When Harold was on board, Jean heard Nellie murmur, ‘A relief,’ but there was something shaky about her voice. Steam billowed in their faces as the train snorted, heaving into life. The whistle blew and the guard said, ‘Stand back, please.’ If Harold minded, he wasn’t showing it. ‘It’ll be a lark,’ he’d said. He didn’t wave back to them standing there on the platform, just stared straight ahead. In his shiny new Wellington College blazer, he looked young and vulnerable, his hair cut very short back and sides, like a plucked chicken. For a moment, Jean had an odd feeling of remorse, as if it were she who had sent her brother away. The family had begun on their separate ways.

Next it was Fred leaving, only this time there were streamers to hold onto as the ship pulled out from the shore, and a brass band played, while the men on the decks of the ship tossed their lemon squeezers in the air. Nellie, who wore a particularly large navy hat, adorned with ostrich feathers, pulled the veil over her eyes.

Mail arrived from the other side of the world, two letters from London, the other from ‘Somewhere in France’. Nellie had bought them some maps of their own, and John and Jean traced lines across the world, working out the location of the cities from where the letters
were written. ‘All the way across the sea to Australia, and across the equator, right away up there,’ John said.

Harold came home for the May school holidays, and joined in these searches, just as he had when they were small, his yearning to be far away as strong as ever. In his first months at his new school Harold had been writing home saying he hoped the war would last forever because soon he would be old enough to join up and he could put this
b_____ school
behind him.

‘I’m going to London some day,’ Jean said. Her brothers thought this funny.

‘I’m not going back to Wellington,’ Harold said to his mother one morning, when the time for him to leave drew close. ‘I told you I was going to join up.’

‘Stop that nonsense,’ Nellie said. ‘You’re too young.’

‘Too old, too young, that’s all you ever think about,’ Harold said, venom in his voice. ‘There’re kids in the trenches who are fifteen. I know, I’ve heard about it.
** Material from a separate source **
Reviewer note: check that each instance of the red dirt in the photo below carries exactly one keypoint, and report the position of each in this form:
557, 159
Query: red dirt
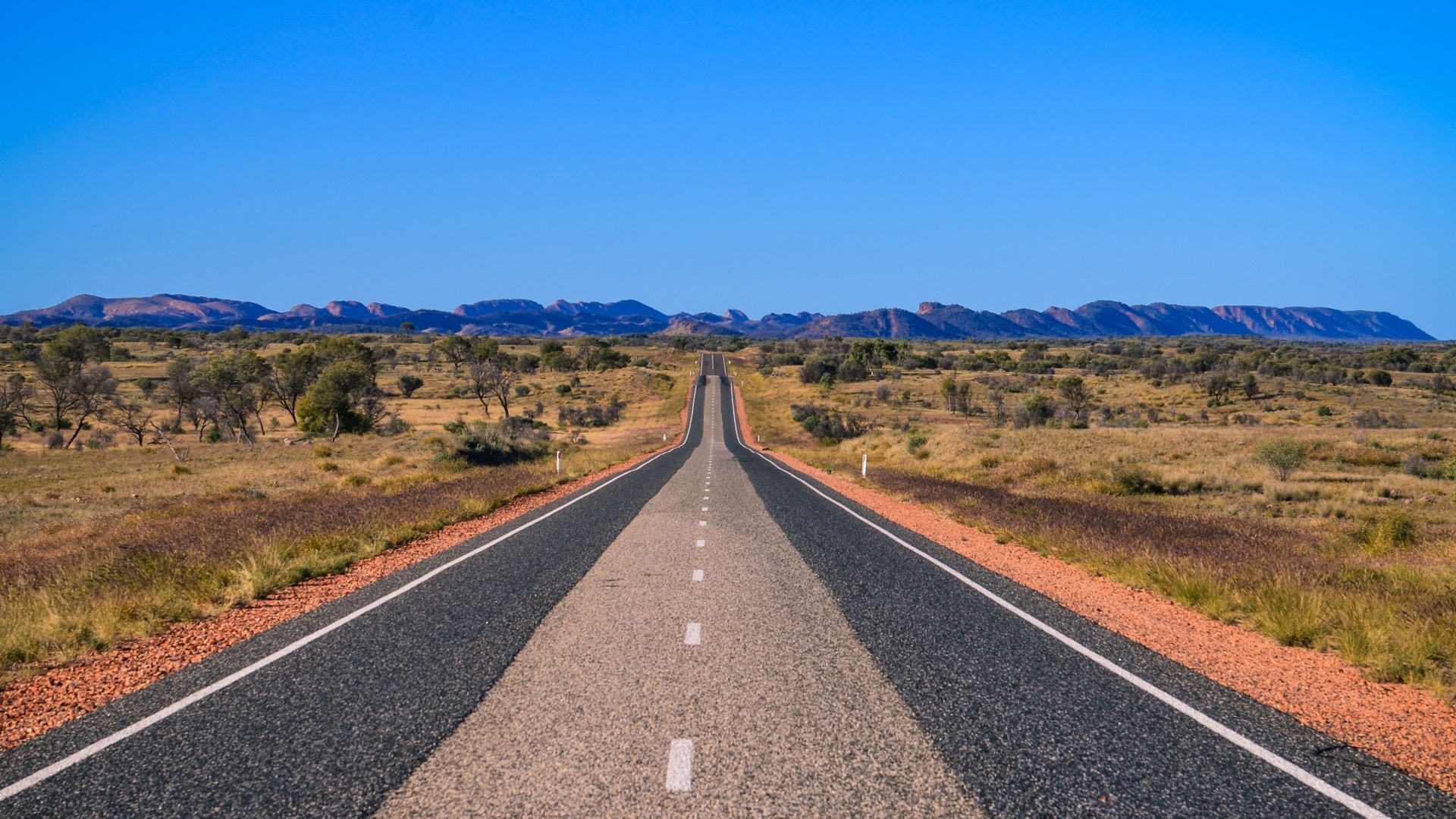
34, 706
1400, 725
One of the boys in my house has a cousin in England and he ran away to the war.’

‘Yes, and they would have caught him and sent him home,’ Nellie said.

‘Oh no they didn’t.’

‘I knew I’d have this trouble with you when your father went away,’ Nellie said, her face red with exasperation. ‘He’s hardly gone and you’re trouble. I don’t know how he ever expected me to keep control of you.’ She was standing at the kitchen bench, peeling potatoes. Her hand lifted, holding the knife, as if she were about to strike her son.

‘You wouldn’t dare,’ he said. There was something about his face that reminded Jean of the day by the lake, when she had been challenged by the swan. She was eight now, and had forgotten about it until then, but the memory bubbled up unbidden.
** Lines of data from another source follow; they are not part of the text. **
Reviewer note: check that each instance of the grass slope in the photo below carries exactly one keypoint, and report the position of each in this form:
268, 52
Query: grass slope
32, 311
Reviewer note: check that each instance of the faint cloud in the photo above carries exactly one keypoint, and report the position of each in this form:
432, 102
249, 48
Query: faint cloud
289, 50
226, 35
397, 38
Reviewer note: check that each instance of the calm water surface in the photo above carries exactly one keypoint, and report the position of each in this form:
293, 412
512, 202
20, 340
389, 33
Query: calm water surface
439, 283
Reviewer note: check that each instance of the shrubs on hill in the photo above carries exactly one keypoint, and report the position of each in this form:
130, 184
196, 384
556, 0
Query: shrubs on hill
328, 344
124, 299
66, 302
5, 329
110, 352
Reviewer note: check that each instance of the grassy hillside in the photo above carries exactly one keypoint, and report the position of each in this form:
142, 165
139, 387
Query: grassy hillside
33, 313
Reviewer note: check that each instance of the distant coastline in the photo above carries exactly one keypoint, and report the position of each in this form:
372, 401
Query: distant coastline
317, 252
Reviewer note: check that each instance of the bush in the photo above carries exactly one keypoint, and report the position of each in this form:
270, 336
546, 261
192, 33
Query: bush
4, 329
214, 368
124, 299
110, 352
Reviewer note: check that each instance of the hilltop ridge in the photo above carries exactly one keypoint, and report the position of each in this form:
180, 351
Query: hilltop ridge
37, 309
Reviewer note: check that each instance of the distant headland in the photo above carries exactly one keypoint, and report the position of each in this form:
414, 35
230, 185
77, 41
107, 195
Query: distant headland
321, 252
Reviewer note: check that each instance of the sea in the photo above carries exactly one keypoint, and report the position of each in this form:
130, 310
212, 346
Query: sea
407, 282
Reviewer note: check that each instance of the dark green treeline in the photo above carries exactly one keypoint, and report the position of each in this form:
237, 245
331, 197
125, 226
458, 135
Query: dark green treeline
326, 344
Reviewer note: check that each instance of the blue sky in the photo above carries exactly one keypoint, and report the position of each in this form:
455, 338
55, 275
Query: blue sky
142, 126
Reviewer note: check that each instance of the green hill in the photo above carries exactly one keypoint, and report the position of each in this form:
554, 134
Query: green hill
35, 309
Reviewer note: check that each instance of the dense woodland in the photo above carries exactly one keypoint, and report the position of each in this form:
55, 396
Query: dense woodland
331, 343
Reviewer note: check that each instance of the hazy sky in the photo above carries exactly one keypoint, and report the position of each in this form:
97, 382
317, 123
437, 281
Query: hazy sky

‘Listen,’ Nellie said, as if exhausted with anger, even though they had been quarrelling for only a minute or so, ‘let’s all go down to the harbour this afternoon. We can look at the flying boats at the training school. They’re training pilots to serve with the Royal Flying Corps,
you know. They’ll go to France, just like your father.’
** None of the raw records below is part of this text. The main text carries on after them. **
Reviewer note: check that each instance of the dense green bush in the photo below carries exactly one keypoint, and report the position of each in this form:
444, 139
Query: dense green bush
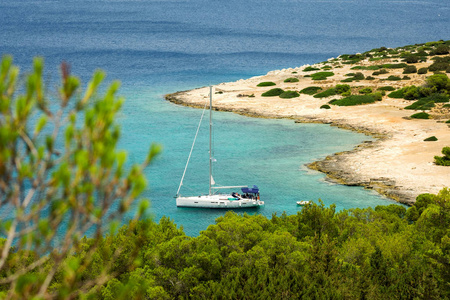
393, 78
273, 92
422, 71
309, 69
421, 105
394, 66
409, 70
365, 91
386, 88
443, 160
342, 88
412, 59
422, 115
354, 100
380, 71
266, 83
292, 79
441, 50
289, 94
398, 94
326, 93
321, 75
311, 90
430, 139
This seemed, temporarily, to appease Harold. The seaplanes and their pilots were a fast-growing Auckland legend. A youth called Malcolm MacGregor had made a name for himself doing crazy stunts and aerobatics, swooping low over the city’s buses and trains, as well as trying to knock the tops of church spires. He was known as ‘Mad Mac’. When interviewed, he said he was just letting off a bit of steam because he hadn’t been allowed to go to war on account of his age. Harold’s eyes lit up when he heard of these exploits.

A dozen young men lived in rough huts and tents, between the bush and the water, flying from morning until night. Mac had gone off to war, of age now. The trainees, handpicked by the Walsh brothers who ran the school, dazzled and burned with risk and daring. When the Battens reached the water’s edge, they saw small seaplanes skimming across the water, showering spray behind them before rising into the sky. Like seagulls, Jean thought. The spindly flying boats flew back, circling the bay, sun gleaming on their wings.